22-09-2012 [20:20] - Seaman | Link: Basia
Tak, mniej więcej się zgadza...
23-09-2012 [00:39] - Janko Walski | Link: I tu się szanowny Seamanie pomyliłeś twierdząc, że
"Przecież nikt nie może brać na poważnie ludzi podważających własne opinie na ten sam temat."
A ofiary "zaprzyjaźnionych" mediów? Gdyby nie brali na poważnie to funkcjonariusz medialny Siedlecka tak odkrytką nie leciałaby nie powiem w co bo wszyscy wiedzą.
Dzięki za znakomity wpis poprawiający samopoczucie.
Pozdrawiam serdecznie,
JW
23-09-2012 [12:55] - Seaman | Link: Janko Walski
"Gdyby nie brali na poważnie..." - ale to też świadczy, jak nisko mierzy Czerska.

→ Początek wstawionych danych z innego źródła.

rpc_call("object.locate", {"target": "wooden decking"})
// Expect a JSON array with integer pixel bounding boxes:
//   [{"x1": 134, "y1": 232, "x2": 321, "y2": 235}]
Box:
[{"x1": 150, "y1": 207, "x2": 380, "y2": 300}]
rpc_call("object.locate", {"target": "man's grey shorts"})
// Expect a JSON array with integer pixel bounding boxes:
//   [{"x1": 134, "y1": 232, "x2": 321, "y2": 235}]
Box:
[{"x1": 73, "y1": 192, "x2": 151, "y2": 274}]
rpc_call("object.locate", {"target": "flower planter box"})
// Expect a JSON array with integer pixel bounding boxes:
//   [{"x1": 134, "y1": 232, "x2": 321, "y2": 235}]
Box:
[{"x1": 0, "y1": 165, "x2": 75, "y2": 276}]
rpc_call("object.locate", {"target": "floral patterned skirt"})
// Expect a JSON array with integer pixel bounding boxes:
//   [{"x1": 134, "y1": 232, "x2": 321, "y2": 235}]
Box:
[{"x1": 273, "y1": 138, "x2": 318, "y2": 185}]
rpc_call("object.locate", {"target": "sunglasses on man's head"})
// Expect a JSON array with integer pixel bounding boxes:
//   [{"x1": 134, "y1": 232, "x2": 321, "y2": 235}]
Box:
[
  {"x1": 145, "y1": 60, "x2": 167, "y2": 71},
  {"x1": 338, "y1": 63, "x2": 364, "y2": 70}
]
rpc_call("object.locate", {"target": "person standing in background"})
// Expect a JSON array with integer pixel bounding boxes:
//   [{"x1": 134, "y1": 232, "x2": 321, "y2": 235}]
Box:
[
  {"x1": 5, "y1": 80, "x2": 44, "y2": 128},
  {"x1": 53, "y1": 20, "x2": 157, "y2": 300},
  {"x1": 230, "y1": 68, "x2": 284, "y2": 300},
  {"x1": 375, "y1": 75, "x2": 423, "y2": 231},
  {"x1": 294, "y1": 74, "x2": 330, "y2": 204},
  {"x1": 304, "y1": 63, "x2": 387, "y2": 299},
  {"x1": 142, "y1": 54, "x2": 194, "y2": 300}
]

W gruncie rzeczy przemawia do palikociarni i najbardziej niedorozwiniętych lemingów...
Ukłony:)
23-09-2012 [12:07] - JaXY | Link: a`propos szczęścia..
Ja także jestem szczęśliwy że Seaman może nazywać rzecz po imieniu. Natomiast że nie jest
politykiem !? no cóż, na pewno Panu źle nie życzę ale ,- przynajmniej z mojej perspektywy nie
widzę powodu do szczęścia.
Ponieważ do cholery, kto w końcu jeżeli nie mądrzy uczciwi i odważni patrioci mają nimi być ???
Co do "profesora" to bym nie zalecał,- jak wiadomo tytuł profesora jest emanacją czy symbolem
mądrości,- ale od czasu kiedy dowiedziałem się że dostojnym mędrcem wszech/nauk w naszej
ojczyźnie, jest pewien obibok ze stoczni, desygnowany przez drugiego durnia do Rady Mędrców
Europy, moje skojarzenia na temat potencjału intelektualnego, tytularnych osobistości w Polsce
zostały mocno rozchwiane. Seamanie, odnośnie zakłamania D.Tuska jak również pana Gowina,-
gdyby się Panu chciało w wolnej chwili przeczytać, (z całą skromnością) proponuje zerknąć na blog
SeaWolfa i odszukać wpis "Mupet na kiju, czyli powiew świeżości" z 10-go lipca, oraz "Graś, zmora
kabareciarzy" z 12-go lipca, gdzie zamieściłem żartobliwe komentarze nawiązujące do Pańskiej
ostatecznej konkluzji w dzisiejszej notce.
Pozdrawiam serdecznie JaXY.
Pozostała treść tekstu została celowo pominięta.